Topology Optimized Components for Mode- and Wavelength Division Multiplexing

This thesis deals with the topic of passive integrated nanophotonic devices realized in silicon on insulator material. The project has been concerned with all the steps of the process: Design, fabrication and characterization. The focus has been on using the inverse design method topology optimization.The method has been employed extensively to obtain various nanophotonic components. One of the outcomes of the project has been the development of a solid understanding of the benefits and limitations of topology optimization. This thesis presents numerous designs that have been characterized both through simulations and experiments. Among these are converters and (de-)multiplexers for mode division multiplexing, both realized with a record small footprint. Wavelength multiplexing devices were used as a basis for investigating the correlation between structure sizes and performance. Fortunately a larger footprint does not always give rise to better performance, however allowing for smaller feature sizes will. The design of compact tapers was commenced. Difficulties were met when working with very wide waveguides but methods for overcoming these were suggested.
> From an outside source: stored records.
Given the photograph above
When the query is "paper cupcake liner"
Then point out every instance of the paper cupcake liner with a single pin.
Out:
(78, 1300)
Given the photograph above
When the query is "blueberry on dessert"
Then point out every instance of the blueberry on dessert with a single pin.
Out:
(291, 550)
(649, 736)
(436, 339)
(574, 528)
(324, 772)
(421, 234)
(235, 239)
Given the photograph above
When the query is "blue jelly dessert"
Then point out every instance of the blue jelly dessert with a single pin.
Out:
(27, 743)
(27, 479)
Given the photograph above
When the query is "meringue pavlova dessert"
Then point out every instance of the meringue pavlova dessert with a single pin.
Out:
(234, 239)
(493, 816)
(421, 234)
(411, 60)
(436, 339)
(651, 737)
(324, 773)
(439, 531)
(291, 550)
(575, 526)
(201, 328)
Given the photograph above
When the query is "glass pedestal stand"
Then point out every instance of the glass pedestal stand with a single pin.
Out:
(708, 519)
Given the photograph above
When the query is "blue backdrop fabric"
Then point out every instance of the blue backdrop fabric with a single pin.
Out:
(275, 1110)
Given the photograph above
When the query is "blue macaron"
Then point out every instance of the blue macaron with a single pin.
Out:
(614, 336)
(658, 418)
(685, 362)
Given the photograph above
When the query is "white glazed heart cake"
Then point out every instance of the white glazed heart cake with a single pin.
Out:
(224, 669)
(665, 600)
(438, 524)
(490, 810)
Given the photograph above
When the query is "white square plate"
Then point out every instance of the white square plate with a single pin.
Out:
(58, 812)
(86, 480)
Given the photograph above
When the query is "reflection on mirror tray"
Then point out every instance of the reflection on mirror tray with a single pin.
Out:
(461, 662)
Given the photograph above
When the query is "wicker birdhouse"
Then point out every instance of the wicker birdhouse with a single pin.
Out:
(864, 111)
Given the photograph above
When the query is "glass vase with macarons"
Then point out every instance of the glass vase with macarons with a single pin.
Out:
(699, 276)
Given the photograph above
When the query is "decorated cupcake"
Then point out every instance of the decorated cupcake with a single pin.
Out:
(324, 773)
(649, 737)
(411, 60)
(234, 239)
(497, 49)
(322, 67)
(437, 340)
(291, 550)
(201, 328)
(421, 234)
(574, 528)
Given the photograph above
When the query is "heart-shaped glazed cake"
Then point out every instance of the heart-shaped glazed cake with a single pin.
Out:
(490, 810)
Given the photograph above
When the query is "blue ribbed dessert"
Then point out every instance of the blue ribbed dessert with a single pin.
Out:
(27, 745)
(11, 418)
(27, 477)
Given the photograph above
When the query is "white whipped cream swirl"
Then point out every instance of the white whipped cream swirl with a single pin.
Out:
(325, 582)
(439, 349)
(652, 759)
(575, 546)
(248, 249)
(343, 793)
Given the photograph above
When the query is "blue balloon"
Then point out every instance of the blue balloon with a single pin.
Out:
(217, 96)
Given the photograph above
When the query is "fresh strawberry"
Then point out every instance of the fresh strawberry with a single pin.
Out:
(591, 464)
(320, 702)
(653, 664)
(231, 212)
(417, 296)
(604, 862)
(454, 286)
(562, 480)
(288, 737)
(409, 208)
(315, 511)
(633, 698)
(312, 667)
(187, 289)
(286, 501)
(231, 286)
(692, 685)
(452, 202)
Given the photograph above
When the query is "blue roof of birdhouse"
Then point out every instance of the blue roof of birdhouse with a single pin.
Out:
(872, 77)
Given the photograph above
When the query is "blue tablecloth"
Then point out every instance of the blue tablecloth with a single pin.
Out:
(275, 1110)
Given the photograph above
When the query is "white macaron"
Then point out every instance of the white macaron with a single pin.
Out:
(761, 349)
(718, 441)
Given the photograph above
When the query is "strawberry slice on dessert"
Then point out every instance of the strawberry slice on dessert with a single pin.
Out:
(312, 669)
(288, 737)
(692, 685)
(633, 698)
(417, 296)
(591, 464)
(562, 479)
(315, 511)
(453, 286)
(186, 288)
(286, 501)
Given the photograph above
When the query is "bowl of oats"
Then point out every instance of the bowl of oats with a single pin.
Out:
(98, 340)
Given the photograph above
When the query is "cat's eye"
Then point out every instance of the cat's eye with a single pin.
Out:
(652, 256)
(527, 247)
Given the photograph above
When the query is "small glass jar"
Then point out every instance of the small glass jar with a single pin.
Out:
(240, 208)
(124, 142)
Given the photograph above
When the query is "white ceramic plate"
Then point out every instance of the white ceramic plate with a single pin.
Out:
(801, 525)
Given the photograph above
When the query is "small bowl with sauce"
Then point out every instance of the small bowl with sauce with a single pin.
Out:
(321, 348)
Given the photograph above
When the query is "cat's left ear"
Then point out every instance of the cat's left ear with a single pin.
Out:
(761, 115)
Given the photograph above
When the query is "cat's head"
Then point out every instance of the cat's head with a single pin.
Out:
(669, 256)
A novel form of cladding modulated Bragg gratings, utilizing continuous rails to modify the refractive index and cause the reflections, has also been proposed and experimentally verified as part of this project. This work has contributed additional components to the toolbox of devices necessary for integrated photonics. It has been shown that topology optimization is a strong method for creating extremely compact devices, the small features do however mean that they are not yet possible to fabricate on a large scale. Complex device functionalities can be obtained. Building on previous work of simpler structures it is comparatively easy to remake the new designs and then increase complexity without much impact on the footprint. The benefit of inverse design tools, like topology optimization, is that they lead to structures without geometrical constraints and which are independent of the designer. This project has however shown, that the best results are obtained when iterating on the optimized structures and providing the tool with well-chosen starting point structures.